For items that can be put away, develop organizing systems and sections in their play space so kids aren’t “just grabbing and shoving stuff in one large toy chest or in a corner,” says Macon. For readers, “create a little small bookcase with certain books that are trending for them and maybe have a large floor pillow or specific rug that identifies that area as your reading section,” she says. If your child has stationary toys like a play kitchen or train set, put smaller, corresponding items in nearby bins. Portable toys such as dolls, cars and Legos can also be categorized into their own containers.
“Clear bins are usually helpful for young children because they can actually see what goes in that bin,” says Blassingame, adding that containers can be labeled with photos instead of words for preschoolers.
5. Incentivize cleaning
Incentives and rewards are also helpful in getting kids to clean up, says Macon. A visible rewards chart can track how many days they’ve cleaned up in a row, and if they rack up enough points, they can get a prize. “People think rewarding always has to be going and purchasing something but your child may want an extra 10 or 15 minutes of watching a show or going beyond their bedtime,” she says.

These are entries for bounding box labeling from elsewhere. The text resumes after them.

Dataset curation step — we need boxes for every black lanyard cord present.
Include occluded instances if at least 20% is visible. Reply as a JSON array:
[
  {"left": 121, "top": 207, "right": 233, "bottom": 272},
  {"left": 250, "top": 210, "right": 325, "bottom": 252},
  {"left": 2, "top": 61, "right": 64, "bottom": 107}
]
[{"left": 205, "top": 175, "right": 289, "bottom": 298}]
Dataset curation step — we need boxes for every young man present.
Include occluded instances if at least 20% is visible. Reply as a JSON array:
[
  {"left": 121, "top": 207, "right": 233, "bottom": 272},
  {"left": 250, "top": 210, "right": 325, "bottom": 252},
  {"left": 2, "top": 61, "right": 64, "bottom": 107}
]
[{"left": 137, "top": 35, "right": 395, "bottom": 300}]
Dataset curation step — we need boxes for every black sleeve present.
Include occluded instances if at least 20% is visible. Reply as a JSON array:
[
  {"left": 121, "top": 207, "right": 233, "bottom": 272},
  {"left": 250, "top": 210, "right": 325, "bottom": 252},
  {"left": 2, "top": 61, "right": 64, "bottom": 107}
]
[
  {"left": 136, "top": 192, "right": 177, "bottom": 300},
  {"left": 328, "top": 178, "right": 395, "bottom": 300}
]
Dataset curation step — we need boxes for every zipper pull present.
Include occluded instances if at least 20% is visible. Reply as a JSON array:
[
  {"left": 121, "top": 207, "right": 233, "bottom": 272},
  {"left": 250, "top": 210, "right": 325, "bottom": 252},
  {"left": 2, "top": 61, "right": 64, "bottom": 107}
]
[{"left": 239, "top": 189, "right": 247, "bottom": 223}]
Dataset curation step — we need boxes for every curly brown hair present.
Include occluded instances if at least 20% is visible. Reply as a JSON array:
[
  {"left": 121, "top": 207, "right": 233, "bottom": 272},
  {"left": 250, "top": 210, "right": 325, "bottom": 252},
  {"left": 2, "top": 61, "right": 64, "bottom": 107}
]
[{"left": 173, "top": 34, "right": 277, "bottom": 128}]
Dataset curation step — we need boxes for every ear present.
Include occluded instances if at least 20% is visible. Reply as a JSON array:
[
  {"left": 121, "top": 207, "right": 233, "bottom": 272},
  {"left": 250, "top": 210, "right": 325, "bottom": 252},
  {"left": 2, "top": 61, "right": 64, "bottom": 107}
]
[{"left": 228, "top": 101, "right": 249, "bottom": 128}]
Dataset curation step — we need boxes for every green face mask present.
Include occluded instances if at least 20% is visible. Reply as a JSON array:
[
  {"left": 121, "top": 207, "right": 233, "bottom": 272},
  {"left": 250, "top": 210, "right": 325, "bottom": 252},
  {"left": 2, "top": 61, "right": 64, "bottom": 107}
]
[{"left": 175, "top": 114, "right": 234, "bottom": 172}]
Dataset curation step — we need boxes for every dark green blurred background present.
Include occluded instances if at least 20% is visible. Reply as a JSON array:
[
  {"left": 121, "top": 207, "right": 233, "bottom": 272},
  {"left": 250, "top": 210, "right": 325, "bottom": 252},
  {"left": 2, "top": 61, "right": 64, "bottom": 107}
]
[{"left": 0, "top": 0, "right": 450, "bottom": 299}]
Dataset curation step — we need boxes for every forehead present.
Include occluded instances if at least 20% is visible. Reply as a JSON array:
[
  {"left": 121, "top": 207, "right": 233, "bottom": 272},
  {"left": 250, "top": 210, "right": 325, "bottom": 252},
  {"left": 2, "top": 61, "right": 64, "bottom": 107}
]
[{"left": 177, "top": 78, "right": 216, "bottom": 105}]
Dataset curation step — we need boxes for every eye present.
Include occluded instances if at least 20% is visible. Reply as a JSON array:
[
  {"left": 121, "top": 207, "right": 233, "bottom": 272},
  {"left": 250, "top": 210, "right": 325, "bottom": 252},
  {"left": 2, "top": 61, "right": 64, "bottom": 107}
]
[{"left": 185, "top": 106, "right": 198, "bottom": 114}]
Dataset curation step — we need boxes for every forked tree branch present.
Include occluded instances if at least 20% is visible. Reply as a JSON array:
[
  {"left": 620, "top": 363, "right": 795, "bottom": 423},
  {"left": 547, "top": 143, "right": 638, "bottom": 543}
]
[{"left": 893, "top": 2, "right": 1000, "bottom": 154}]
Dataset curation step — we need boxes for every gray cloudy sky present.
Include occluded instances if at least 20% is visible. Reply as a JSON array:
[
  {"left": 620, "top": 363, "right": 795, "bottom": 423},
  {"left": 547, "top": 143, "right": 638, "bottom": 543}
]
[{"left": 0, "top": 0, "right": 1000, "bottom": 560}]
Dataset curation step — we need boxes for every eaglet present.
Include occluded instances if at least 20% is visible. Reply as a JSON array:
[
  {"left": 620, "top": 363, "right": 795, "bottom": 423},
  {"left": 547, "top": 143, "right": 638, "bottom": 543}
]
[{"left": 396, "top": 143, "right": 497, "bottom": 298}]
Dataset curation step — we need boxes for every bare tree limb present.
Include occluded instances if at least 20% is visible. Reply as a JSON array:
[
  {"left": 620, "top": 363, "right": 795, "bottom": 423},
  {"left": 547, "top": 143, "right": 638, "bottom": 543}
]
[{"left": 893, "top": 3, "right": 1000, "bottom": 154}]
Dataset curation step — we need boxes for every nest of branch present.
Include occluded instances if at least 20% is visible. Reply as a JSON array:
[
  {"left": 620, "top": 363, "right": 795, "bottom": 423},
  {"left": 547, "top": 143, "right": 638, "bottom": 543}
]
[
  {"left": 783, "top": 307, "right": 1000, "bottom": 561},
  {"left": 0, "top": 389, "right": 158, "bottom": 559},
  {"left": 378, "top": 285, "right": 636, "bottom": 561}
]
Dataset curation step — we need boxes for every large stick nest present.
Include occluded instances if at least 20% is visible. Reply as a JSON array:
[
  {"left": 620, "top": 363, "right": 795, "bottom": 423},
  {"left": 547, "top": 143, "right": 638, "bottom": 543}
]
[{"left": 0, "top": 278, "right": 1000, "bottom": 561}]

Eventually, says Tinsley, the need for such incentives should wane over time. Choosing a reward that’s specific to your child’s interests or current motivation can “help them do a less preferred activity so they can get to a more preferred activity,” she says, but ultimately, after deploying those tactics routinely, you’ll be able to ask “without offering any form of incentive, ‘Hey, can you clean this up?’ Then they’re following directions naturally as opposed to needing an extra booster because they’ve linked the experience of doing something now with cashing in later.”